The tea party and the media


Author: Amy Gardner

Most local tea party organizers interviewed in an extensive canvass this month by The Washington Post said media coverage of their groups has been fair, suggesting that perceptions of antagonism between the tea party and traditional news media are overstated.

Seventy-six percent of local organizers said that coverage of their groups is either very fair or somewhat fair. Only 8 percent said coverage has been very unfair; 15 percent said somewhat unfair. The canvass showed that more than three-fourths of group leaders said their activities have received local media coverage, revealing the depth of the news media's -- and the public's -- fascination with the tea party.

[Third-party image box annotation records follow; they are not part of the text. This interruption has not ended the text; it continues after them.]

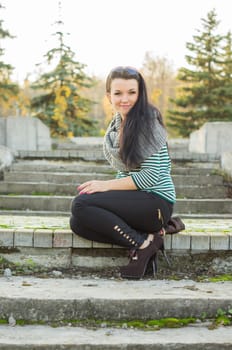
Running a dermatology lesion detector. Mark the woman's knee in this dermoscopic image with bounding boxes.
[71,194,88,216]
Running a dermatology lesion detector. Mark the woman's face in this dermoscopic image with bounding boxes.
[107,78,139,118]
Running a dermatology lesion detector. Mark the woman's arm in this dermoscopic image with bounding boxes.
[77,176,137,194]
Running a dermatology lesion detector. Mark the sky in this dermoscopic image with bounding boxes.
[0,0,232,83]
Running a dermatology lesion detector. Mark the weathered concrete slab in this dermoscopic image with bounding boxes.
[0,325,232,350]
[0,116,51,151]
[189,122,232,155]
[0,276,232,322]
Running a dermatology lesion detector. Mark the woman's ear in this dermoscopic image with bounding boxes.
[106,92,111,103]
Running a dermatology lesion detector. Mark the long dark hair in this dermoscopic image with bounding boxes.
[106,66,164,169]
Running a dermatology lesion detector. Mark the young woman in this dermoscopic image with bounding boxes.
[70,67,176,278]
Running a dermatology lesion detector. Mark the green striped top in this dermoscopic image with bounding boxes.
[117,145,176,203]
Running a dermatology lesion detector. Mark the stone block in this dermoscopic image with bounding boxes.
[221,152,232,177]
[191,232,210,251]
[14,229,34,247]
[210,233,230,250]
[53,229,73,248]
[73,234,92,248]
[228,233,232,250]
[0,146,14,171]
[93,241,112,248]
[34,229,53,248]
[189,122,232,155]
[0,116,51,151]
[0,228,14,247]
[172,233,191,250]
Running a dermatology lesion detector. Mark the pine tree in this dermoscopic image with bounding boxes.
[215,32,232,121]
[31,21,96,136]
[0,4,18,110]
[168,10,231,137]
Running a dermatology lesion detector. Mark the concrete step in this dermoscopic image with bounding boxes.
[0,325,232,350]
[0,325,232,350]
[0,195,232,214]
[11,160,114,173]
[4,171,223,186]
[4,171,113,184]
[0,276,232,323]
[0,181,228,198]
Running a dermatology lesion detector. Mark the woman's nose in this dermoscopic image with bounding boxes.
[122,94,128,102]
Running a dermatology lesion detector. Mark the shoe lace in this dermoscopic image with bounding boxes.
[128,249,138,260]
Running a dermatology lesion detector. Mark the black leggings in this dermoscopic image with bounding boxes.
[70,190,173,248]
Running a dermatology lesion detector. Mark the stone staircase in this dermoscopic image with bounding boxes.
[0,145,232,217]
[0,141,232,350]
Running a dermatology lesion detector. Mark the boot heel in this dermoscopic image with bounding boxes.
[160,246,172,267]
[152,254,158,277]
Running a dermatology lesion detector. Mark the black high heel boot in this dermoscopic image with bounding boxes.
[120,232,164,279]
[151,244,171,277]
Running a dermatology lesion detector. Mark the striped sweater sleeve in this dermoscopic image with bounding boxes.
[130,153,160,190]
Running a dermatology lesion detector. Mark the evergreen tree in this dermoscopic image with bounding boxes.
[215,32,232,121]
[31,21,97,136]
[168,10,231,137]
[0,4,18,110]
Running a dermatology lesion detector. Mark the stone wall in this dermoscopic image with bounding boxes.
[189,122,232,155]
[0,116,51,151]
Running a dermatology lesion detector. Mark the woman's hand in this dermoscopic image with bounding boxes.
[77,180,109,194]
[77,176,137,194]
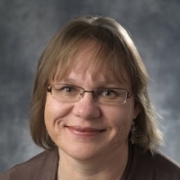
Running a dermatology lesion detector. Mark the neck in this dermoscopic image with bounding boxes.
[58,147,128,180]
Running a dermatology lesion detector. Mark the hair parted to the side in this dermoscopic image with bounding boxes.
[30,16,162,150]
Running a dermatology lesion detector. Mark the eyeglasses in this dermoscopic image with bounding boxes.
[47,84,132,105]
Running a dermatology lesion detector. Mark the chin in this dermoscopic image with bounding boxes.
[60,144,103,161]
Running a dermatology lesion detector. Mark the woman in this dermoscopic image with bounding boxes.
[0,16,180,180]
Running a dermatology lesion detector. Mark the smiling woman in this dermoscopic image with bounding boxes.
[0,16,180,180]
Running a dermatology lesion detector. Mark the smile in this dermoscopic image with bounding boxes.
[66,126,105,137]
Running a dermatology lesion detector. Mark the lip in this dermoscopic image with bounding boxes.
[66,126,105,137]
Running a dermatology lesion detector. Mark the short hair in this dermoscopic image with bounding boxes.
[30,16,162,150]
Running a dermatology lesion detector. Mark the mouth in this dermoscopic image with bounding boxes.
[66,126,106,137]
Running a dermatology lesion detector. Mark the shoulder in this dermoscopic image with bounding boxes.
[133,146,180,180]
[152,152,180,180]
[0,151,56,180]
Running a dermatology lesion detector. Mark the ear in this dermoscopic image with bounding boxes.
[133,103,141,119]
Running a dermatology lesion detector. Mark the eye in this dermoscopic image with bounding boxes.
[54,85,77,93]
[98,89,118,97]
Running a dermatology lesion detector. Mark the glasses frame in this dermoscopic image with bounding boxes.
[47,84,132,105]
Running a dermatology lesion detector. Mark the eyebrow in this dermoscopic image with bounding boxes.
[56,78,126,87]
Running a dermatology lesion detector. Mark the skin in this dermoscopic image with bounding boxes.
[44,41,139,180]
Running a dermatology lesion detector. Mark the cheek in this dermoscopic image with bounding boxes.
[44,93,70,134]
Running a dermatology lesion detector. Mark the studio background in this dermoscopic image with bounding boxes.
[0,0,180,173]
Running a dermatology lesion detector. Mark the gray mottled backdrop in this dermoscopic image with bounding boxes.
[0,0,180,173]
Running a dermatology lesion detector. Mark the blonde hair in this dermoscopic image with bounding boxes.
[30,16,162,150]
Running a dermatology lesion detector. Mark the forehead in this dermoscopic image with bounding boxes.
[54,40,130,83]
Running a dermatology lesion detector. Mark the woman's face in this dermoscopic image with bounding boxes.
[44,42,139,160]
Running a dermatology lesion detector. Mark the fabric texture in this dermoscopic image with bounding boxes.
[0,145,180,180]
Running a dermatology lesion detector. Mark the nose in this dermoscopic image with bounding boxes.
[73,93,101,120]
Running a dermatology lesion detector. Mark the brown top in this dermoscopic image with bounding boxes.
[0,145,180,180]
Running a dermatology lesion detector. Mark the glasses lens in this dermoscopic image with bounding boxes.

Media coverage of the tea party has evolved markedly since the groups first began forming in February 2009. Major news outlets paid little attention to the first wave of tax-day protests in April 2009 and even a large march the following September in Washington. But attention quickly focused on the impassioned and sometimes-raucous protests that tea party activists continued to stage, notably those leading up to passage of the health-care overhaul law. Accusations by members of Congress that protesters had hurled epithets prompted a wave of media coverage over whether the tea party was based on anti-Obama racism. A string of stories focused on the racially charged statements and signs of certain protesters. Such coverage drew criticism from Sarah Palin and other conservative leaders. But as media outlets have spent more time following tea party protesters around the country -- and as more studied analyses of the movement and its members have emerged -- the coverage has grown more nuanced.